To obtain details about the Word object model, you can do a custom installation of Word or Office and choose to install the Word Visual Basic for Applications (VBA) Help documentation. The location of the VBA Help files varies depending on your version of Word, so I can't point you to the exact spot at which you'll find the object-model Help, but you might find the Microsoft article "HOWTO: Find and Use Office Object Model Documentation" (http://support.microsoft.com/?kbid=222101) useful. For tips about browsing the Word object model, see the Web-exclusive article "How to Examine Components with Word's Object Browser," December 2003, InstantDoc ID 40884. The author focuses on the Object Browser as a generally useful tool for examining object models; it works quite well for looking at Word, too.

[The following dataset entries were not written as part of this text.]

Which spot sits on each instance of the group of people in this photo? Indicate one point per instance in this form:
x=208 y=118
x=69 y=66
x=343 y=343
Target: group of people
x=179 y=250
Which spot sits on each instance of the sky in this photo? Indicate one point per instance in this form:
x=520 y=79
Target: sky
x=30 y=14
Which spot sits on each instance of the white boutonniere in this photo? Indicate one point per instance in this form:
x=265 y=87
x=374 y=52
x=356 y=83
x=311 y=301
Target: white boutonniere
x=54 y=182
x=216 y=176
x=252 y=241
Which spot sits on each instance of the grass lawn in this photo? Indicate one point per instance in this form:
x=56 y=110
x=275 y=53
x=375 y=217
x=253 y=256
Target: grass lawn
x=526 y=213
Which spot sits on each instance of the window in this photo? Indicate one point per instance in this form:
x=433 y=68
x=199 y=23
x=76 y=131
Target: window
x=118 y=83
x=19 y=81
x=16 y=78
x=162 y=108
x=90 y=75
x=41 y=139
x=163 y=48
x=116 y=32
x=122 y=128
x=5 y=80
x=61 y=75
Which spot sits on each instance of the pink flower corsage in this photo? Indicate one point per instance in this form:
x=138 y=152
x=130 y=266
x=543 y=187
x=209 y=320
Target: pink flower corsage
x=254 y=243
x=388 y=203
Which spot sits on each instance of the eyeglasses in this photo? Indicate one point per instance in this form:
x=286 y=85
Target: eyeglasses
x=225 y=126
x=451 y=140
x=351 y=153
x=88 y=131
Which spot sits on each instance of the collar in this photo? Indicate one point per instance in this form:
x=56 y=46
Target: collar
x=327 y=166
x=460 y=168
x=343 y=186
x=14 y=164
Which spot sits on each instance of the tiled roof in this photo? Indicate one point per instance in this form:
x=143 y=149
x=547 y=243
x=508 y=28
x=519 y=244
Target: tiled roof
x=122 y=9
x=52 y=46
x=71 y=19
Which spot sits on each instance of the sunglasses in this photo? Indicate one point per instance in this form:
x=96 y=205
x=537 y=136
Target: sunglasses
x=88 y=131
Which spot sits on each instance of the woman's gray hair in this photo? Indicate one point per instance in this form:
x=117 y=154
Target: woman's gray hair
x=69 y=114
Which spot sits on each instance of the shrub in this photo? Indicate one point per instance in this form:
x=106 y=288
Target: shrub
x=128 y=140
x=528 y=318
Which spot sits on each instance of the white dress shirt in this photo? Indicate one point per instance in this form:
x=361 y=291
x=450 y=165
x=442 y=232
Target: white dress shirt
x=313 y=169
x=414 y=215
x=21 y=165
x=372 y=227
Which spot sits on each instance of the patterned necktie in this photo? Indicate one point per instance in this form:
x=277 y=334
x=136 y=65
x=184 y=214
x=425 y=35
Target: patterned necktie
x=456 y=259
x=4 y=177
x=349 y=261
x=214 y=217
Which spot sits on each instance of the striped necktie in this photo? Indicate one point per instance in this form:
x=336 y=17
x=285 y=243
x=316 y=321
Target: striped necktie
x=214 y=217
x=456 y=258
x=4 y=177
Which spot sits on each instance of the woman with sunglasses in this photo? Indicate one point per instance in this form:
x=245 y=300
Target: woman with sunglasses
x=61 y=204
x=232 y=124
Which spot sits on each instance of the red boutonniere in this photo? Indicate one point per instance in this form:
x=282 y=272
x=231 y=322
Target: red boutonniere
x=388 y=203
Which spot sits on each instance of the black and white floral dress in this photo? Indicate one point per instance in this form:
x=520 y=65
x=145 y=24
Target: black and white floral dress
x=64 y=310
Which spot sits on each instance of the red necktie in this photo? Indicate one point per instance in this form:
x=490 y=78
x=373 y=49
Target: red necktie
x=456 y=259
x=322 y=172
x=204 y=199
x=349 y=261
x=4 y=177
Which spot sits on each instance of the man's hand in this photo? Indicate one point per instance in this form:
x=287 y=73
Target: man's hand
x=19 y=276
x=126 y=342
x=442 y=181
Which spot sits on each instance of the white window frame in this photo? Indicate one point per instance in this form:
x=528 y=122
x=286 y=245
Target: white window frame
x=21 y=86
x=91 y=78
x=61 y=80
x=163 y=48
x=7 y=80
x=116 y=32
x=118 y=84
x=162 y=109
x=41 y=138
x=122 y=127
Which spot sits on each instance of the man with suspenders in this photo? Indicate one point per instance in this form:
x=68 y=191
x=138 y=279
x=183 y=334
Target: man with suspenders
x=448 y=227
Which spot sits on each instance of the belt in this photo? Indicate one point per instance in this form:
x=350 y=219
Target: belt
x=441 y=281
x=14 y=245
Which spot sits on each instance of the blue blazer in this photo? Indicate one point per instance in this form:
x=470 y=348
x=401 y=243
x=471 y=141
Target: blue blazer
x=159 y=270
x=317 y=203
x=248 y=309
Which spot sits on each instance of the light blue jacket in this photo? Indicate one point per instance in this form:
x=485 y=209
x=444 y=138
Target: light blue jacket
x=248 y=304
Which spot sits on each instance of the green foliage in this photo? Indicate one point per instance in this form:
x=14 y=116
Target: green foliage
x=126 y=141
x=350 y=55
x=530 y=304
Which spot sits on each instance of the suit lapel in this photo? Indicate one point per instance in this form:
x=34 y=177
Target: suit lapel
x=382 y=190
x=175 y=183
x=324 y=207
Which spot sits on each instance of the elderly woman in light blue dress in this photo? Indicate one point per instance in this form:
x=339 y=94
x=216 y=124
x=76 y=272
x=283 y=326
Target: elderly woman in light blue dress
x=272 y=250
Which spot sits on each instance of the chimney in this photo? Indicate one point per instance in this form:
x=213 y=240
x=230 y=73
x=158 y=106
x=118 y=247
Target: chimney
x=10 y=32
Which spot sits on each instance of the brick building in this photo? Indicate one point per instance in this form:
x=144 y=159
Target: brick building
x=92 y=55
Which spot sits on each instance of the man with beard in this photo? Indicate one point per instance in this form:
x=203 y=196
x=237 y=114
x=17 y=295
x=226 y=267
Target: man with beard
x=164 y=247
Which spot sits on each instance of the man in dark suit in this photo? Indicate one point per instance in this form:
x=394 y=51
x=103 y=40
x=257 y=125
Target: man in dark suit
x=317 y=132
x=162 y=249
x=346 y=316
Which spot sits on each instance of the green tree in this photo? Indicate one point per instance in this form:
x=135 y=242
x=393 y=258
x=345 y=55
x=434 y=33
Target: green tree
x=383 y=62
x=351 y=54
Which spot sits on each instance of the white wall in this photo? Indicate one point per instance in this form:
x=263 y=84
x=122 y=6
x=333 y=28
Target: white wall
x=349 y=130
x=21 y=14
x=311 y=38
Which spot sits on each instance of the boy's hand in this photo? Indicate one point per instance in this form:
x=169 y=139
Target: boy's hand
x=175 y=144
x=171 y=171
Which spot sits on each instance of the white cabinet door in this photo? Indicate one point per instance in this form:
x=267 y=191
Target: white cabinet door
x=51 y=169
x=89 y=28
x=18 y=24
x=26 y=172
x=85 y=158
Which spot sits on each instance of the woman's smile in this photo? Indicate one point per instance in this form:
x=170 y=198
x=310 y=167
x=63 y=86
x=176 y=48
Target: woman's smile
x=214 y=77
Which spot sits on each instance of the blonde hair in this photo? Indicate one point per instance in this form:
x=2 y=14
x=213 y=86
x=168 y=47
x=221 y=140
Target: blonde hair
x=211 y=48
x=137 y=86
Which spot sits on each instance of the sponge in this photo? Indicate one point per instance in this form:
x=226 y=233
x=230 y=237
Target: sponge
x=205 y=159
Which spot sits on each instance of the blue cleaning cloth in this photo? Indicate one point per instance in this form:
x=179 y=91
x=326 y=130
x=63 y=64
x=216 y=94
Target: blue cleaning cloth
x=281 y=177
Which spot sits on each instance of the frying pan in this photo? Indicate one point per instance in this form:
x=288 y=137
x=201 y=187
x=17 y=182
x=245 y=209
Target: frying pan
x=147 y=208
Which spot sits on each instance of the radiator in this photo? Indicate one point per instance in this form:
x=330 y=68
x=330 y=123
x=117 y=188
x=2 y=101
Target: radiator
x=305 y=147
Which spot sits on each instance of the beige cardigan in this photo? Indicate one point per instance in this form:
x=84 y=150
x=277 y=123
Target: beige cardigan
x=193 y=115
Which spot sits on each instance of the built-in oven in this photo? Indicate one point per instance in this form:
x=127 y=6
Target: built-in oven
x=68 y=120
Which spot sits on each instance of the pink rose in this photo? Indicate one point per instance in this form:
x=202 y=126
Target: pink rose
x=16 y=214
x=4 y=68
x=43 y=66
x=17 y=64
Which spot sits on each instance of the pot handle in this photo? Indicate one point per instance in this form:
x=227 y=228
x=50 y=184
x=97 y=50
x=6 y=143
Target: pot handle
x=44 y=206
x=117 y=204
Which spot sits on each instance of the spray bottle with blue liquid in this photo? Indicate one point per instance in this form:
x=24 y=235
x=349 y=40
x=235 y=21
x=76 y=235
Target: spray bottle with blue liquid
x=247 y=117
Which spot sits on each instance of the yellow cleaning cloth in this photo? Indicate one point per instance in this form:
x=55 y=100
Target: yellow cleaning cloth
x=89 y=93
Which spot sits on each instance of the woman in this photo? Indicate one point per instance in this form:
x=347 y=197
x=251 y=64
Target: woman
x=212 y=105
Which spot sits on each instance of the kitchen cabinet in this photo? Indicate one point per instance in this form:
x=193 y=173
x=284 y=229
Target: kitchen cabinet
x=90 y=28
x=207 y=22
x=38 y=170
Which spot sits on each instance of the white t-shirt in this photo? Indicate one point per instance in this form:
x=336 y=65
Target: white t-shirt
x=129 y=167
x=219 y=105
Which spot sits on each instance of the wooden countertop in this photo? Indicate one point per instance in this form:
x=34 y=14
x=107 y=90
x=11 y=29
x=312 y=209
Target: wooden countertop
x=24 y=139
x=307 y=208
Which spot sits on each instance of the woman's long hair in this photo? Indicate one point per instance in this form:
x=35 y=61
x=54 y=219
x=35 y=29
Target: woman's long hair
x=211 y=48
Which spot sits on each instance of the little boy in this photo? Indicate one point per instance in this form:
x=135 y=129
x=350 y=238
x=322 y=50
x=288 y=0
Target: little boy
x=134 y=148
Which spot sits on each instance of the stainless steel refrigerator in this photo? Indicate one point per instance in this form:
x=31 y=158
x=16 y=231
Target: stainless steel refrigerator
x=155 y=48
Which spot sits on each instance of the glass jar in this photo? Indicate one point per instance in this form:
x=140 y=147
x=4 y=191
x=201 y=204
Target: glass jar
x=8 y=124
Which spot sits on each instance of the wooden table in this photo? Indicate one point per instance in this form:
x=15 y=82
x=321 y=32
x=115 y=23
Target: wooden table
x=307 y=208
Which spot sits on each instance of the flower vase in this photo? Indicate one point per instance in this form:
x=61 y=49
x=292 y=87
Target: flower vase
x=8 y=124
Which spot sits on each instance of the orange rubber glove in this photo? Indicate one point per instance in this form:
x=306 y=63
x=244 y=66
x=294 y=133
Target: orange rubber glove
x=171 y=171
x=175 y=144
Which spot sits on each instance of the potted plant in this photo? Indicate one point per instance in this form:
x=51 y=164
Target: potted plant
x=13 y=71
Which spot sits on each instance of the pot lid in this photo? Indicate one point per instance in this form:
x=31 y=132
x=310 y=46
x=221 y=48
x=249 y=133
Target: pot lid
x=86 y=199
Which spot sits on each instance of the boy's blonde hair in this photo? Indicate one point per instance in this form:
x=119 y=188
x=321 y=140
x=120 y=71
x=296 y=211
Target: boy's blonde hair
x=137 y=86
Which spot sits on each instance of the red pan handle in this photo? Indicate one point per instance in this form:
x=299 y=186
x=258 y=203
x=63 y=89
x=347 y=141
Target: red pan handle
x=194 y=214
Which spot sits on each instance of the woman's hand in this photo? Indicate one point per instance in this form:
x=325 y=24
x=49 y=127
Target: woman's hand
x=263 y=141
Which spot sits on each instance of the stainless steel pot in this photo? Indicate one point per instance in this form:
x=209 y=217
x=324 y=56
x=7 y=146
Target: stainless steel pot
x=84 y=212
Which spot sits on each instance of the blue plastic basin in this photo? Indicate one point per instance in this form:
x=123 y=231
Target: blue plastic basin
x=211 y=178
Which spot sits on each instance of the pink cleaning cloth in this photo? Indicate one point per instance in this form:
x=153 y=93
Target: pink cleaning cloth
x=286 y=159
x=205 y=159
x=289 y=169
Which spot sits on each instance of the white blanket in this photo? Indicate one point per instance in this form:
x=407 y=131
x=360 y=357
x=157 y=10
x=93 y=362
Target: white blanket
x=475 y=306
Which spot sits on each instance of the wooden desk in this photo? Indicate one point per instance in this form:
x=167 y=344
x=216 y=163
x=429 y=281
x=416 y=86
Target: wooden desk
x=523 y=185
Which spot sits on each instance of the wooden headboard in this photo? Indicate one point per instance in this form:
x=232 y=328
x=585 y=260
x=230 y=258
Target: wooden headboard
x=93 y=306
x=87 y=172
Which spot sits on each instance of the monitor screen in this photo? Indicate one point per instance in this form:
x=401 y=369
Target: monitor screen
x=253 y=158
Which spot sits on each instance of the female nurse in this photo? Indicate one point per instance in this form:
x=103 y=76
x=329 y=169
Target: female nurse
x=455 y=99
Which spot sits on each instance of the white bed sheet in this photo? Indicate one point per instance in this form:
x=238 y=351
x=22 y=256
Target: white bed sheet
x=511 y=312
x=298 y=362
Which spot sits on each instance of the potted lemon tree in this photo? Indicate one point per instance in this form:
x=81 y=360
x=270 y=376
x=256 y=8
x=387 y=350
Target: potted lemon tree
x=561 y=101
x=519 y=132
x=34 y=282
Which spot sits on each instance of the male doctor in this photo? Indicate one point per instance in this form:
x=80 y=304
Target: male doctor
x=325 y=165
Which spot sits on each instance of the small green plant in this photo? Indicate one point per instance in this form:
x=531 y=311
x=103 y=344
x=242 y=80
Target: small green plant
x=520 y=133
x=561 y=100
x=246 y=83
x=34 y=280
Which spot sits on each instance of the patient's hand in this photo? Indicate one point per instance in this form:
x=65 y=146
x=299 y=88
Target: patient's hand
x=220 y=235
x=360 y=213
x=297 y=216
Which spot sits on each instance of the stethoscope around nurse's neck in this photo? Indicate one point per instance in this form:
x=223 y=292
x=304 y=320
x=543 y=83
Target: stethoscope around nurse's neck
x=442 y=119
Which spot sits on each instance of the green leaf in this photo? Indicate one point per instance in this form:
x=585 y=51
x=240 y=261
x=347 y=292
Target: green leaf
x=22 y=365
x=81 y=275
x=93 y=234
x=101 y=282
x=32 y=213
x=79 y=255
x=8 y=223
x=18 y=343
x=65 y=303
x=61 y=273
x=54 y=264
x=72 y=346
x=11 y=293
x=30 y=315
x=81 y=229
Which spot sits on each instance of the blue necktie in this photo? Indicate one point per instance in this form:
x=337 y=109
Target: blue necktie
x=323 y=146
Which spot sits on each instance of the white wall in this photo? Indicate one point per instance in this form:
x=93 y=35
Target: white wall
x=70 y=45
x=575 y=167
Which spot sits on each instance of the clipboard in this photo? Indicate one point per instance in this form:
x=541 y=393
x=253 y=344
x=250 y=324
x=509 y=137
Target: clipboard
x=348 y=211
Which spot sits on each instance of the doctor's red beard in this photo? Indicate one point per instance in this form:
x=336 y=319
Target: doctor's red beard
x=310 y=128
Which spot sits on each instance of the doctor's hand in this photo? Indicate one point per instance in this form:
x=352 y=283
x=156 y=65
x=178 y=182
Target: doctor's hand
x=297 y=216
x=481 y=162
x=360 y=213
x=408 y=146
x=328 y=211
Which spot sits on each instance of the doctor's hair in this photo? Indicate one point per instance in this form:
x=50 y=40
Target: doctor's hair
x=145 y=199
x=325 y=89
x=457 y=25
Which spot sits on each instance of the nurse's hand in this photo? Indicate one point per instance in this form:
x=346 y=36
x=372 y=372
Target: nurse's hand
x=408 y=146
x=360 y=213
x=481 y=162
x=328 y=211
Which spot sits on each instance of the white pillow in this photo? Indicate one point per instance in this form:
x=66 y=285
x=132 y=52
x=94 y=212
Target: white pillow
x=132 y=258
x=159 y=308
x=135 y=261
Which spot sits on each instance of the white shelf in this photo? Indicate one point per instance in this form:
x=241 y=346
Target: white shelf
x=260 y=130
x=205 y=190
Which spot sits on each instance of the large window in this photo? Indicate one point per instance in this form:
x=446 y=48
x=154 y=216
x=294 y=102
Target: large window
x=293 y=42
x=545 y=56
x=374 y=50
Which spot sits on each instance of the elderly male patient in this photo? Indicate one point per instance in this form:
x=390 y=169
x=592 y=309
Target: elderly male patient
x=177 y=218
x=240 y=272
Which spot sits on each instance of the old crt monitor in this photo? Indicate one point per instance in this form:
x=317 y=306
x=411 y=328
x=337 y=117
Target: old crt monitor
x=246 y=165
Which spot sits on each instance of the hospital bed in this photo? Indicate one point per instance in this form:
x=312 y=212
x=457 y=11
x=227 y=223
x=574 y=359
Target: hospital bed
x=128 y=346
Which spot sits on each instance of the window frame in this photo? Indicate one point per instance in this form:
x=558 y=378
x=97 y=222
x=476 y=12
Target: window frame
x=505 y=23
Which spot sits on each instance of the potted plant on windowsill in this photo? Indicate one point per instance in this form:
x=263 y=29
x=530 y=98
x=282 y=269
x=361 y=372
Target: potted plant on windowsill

If you need to run Word in a session without a GUI or with no profile loaded, you might want to refer to the Microsoft article "INFO: Considerations for Server-Side Automation of Office" (http://support.microsoft.com/?kbid=257757).
I occasionally hear from scripters that using an incredibly complex tool such as Word to perform simple tasks from a script seems silly, but Word's complexity needn't be a consideration. Scripting is fundamentally a "gluing" activity in which we use preexisting tools to perform a job--and Word is definitely a tool.
Starting Word from a Script
Starting Word from a WSH-hosted VBScript script is simple. You can use the code at callout A in Listing 1 to set an object reference to Word. This code creates an empty Word application with no open documents. Although I don't use documents in this article, you should remember that you need to open or create a document to perform document manipulation, as you do in any application that uses documents. That fact might seem obvious now, but it's easy to forget the first time you try to use a property of Word (or Microsoft Excel or Microsoft Internet Explorer--IE) documents.
Exiting Word
Word runs out of process--it's an executable and thus works in a separate process from your script. Like any other out-of-process executable, it can continue to run after your script ends if you don't explicitly close it. After you finish using Word in a script, always exit it by using its Quit method, as the code at callout E in Listing 1 shows.
False is an optional argument that tells Word to discard any documents you've modified in your session. Because I don't manipulate documents in this article's code, saving isn't important. If you do eventually use this article's code to work with documents, you should be aware that the complete syntax of Word's Quit method is
Quit([SaveChanges], _ [OriginalFormat], _ [RouteDocument])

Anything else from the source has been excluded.